Emergency Medicine Journal | 2011
Steve Murray; Robert Crouch; Catherine Pope; Val Lattimer; Fizz Thompson; Charles D. Deakin; Mark Ainsworth-Smith
Introduction Ambulance crews make 3.6 million emergency journeys each year. Effective patient transfer relies on verbal, non-verbal and documentary handover of complex information in time-limited environments. Weaknesses in ambulance handover have been noted but little work has been done to investigate the process and identify good practice. Research has looked at communication during transfer of care; standardised resuscitation handover formats have been used but do not always improve accuracy. Ineffective handover threatens patient safety, quality and efficiency of care. This study provides an in-depth examination of handover to inform practice and education. Method We are conducting an ethnographic case study of handover in an ambulance Trust. Researchers are accompanying crews as they undertake their day-to-day work, using observation and video-recording to capture handover—from data collection at scene, pre-alerting (by radio, telephone and computer) through to the hospital. We are also collecting information from patient records along with training materials, policies and directives pertaining to handover.
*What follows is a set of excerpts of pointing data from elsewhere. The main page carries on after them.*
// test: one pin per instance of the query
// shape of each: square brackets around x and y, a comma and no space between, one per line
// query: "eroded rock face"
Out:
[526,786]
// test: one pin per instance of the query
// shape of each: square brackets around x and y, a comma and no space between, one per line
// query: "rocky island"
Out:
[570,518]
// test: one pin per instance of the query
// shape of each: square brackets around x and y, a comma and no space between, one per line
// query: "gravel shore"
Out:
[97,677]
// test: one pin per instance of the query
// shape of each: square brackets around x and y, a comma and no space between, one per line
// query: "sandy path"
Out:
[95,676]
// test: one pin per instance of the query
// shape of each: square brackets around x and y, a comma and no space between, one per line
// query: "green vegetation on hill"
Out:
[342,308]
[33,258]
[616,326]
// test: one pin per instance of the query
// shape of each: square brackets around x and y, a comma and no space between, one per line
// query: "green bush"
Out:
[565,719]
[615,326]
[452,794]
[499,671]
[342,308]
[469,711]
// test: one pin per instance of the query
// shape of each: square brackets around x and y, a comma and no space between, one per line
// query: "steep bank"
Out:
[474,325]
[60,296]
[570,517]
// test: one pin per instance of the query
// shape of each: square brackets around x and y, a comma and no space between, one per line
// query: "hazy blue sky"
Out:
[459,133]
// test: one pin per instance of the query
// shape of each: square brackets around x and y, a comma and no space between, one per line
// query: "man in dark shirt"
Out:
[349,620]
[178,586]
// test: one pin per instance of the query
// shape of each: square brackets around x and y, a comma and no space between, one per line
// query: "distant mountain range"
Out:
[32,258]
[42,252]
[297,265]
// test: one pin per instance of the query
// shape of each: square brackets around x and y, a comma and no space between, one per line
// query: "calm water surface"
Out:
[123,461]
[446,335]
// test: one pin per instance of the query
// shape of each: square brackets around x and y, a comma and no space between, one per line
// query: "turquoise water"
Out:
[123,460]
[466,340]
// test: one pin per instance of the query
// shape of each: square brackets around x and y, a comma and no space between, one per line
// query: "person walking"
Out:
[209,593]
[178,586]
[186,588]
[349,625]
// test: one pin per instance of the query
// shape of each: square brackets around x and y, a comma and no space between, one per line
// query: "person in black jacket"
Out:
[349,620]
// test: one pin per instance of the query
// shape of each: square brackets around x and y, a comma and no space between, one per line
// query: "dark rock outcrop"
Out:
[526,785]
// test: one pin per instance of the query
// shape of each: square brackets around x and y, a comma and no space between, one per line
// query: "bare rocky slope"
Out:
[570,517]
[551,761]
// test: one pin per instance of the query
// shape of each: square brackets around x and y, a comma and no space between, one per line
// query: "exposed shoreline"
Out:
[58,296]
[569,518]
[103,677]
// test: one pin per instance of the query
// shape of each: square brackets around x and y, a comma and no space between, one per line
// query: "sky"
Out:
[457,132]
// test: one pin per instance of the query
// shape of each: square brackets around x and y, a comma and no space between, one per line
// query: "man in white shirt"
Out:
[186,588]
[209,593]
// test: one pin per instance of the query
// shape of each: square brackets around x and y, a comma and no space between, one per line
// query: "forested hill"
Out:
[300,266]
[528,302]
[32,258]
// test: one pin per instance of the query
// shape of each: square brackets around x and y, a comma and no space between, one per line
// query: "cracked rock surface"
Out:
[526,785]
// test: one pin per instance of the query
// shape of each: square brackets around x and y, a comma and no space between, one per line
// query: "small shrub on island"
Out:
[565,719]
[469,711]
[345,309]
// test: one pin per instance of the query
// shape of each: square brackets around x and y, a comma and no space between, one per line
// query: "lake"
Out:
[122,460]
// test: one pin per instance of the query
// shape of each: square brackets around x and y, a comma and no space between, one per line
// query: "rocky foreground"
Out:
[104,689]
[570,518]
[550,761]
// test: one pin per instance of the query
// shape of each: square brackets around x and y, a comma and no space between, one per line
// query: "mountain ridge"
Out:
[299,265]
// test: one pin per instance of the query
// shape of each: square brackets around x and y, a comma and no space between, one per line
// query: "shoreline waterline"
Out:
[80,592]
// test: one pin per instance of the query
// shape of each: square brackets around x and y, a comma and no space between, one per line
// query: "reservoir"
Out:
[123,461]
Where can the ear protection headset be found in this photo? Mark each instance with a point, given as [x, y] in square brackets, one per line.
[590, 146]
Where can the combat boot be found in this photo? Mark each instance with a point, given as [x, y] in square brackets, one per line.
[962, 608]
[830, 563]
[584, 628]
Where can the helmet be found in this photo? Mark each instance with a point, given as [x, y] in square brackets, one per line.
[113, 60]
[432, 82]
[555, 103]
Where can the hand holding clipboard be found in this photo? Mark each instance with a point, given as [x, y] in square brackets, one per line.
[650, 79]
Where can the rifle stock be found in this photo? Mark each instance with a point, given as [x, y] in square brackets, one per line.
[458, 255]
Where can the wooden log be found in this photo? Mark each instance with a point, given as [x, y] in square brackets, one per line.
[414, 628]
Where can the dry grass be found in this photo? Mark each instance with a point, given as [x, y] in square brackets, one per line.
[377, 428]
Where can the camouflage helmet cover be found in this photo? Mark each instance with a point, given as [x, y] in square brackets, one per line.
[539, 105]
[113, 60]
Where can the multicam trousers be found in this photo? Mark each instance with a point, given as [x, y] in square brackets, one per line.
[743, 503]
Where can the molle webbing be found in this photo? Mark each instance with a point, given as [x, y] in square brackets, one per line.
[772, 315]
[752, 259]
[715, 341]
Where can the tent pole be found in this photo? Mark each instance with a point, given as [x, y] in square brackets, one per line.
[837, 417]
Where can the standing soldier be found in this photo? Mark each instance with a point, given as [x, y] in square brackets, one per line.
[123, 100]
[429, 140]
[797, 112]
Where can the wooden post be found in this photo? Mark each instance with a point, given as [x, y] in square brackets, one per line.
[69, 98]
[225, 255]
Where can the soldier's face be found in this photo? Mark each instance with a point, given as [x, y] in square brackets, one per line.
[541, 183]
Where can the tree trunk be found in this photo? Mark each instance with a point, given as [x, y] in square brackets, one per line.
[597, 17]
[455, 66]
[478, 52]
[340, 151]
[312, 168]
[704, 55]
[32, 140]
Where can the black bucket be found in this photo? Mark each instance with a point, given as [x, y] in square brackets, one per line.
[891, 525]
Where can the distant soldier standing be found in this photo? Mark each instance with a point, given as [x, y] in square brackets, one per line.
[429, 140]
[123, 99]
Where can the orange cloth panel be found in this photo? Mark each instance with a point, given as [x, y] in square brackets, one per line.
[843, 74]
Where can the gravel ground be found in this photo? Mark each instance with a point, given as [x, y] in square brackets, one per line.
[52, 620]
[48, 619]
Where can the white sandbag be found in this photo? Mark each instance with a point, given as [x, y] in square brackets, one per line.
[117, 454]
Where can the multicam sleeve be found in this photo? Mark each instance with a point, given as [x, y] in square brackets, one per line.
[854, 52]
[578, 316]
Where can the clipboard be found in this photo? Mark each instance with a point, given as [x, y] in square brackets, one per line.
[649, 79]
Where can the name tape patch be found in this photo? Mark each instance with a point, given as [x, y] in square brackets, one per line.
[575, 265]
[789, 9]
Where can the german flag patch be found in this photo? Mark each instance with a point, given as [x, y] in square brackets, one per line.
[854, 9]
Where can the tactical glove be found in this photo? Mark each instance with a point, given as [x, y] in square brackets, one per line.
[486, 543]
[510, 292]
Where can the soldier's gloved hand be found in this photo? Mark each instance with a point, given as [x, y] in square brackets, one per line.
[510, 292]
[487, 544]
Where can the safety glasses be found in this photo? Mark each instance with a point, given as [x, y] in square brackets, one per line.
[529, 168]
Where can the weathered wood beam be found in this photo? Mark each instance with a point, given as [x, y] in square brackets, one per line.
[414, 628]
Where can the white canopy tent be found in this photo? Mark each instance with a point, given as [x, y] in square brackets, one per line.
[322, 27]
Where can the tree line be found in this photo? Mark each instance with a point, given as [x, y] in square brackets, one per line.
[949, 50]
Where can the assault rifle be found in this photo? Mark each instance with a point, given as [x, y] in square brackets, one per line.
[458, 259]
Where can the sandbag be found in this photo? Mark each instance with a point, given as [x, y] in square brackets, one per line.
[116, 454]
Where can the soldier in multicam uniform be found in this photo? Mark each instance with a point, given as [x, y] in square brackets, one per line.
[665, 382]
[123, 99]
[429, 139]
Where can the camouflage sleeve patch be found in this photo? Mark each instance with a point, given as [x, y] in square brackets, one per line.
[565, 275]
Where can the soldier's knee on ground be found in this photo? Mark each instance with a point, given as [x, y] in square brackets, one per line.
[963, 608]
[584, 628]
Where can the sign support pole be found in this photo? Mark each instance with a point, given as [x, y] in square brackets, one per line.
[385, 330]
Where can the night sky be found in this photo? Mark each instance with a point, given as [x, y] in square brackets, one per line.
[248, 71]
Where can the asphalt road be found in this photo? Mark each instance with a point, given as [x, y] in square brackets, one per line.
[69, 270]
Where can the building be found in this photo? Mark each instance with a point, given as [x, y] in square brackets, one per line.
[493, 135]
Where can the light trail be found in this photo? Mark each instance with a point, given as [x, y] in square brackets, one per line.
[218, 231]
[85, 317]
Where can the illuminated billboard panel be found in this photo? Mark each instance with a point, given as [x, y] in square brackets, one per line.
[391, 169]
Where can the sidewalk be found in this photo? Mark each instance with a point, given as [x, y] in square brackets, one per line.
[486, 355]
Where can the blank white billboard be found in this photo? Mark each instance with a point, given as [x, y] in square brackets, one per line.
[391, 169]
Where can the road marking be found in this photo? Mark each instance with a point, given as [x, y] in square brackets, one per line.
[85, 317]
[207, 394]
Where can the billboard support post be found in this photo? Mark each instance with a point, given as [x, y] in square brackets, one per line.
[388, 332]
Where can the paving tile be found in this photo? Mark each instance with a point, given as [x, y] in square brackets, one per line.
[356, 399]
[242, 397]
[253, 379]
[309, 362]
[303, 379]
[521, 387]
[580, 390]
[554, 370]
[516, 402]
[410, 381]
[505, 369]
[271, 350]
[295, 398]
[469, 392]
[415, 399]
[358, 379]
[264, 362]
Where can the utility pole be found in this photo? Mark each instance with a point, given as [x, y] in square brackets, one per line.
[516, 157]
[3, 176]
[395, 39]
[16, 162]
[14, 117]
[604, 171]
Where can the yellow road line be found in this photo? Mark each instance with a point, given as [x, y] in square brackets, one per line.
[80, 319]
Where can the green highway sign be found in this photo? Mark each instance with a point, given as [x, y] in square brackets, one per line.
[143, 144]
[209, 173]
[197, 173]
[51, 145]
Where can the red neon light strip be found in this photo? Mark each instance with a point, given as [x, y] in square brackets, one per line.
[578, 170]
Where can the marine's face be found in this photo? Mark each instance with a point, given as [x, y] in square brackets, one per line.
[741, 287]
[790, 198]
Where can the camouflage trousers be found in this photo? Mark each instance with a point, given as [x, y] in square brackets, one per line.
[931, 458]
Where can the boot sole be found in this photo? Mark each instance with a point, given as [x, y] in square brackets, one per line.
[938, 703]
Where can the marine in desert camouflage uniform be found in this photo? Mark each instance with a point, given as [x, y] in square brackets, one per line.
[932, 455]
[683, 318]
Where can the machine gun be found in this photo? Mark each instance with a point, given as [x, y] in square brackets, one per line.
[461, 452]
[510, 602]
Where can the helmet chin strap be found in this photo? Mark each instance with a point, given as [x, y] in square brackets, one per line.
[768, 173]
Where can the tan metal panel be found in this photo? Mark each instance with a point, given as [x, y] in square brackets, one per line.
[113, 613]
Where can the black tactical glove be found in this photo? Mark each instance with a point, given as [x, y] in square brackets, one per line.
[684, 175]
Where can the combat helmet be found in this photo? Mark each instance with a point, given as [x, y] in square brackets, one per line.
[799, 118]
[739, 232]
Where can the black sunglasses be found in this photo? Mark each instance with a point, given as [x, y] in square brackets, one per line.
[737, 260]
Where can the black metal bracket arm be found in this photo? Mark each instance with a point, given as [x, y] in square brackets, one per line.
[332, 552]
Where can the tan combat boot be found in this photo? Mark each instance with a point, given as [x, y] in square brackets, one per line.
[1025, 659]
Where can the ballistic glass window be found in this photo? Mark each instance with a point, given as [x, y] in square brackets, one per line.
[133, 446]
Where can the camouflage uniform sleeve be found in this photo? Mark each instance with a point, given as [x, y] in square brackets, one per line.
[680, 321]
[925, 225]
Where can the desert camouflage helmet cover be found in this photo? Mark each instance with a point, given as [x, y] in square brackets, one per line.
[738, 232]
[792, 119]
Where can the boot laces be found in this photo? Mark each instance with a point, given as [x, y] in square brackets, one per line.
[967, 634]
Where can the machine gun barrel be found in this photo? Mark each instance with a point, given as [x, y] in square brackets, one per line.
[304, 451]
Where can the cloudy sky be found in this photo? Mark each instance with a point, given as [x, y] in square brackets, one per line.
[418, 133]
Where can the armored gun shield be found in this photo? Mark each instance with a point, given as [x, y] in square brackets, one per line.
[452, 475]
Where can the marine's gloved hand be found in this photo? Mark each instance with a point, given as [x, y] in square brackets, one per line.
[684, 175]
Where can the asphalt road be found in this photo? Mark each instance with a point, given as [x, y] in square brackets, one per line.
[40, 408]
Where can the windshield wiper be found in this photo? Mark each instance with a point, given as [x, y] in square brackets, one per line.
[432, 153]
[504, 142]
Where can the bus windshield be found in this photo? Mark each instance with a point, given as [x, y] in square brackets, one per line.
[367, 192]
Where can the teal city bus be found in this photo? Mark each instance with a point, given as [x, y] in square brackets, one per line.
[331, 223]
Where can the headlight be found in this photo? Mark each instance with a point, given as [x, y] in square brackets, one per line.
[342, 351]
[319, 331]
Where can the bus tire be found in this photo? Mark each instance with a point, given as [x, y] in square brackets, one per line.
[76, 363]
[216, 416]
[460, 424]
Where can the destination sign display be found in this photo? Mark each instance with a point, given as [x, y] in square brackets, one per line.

Ethnography allows for informal conversations to take place as appropriate during the fieldwork to clarify understandings and explore emerging themes in the analysis. In addition we are using semi-structured interviews with patients, carers, ambulance staff, nurses, doctors and non-clinical hospital staff to explore the handover process. Result The project started 2nd April 2009. This poster will outline the methodology, present some of the emerging themes from our analysis and describe future data collection and analysis plans. Discussion This is an ongoing project. We will present our experience of undertaking this unusual project—especially issues surrounding accessing staff and the practicalities of data collection. By presenting this work we seek to inform future research into emergency care.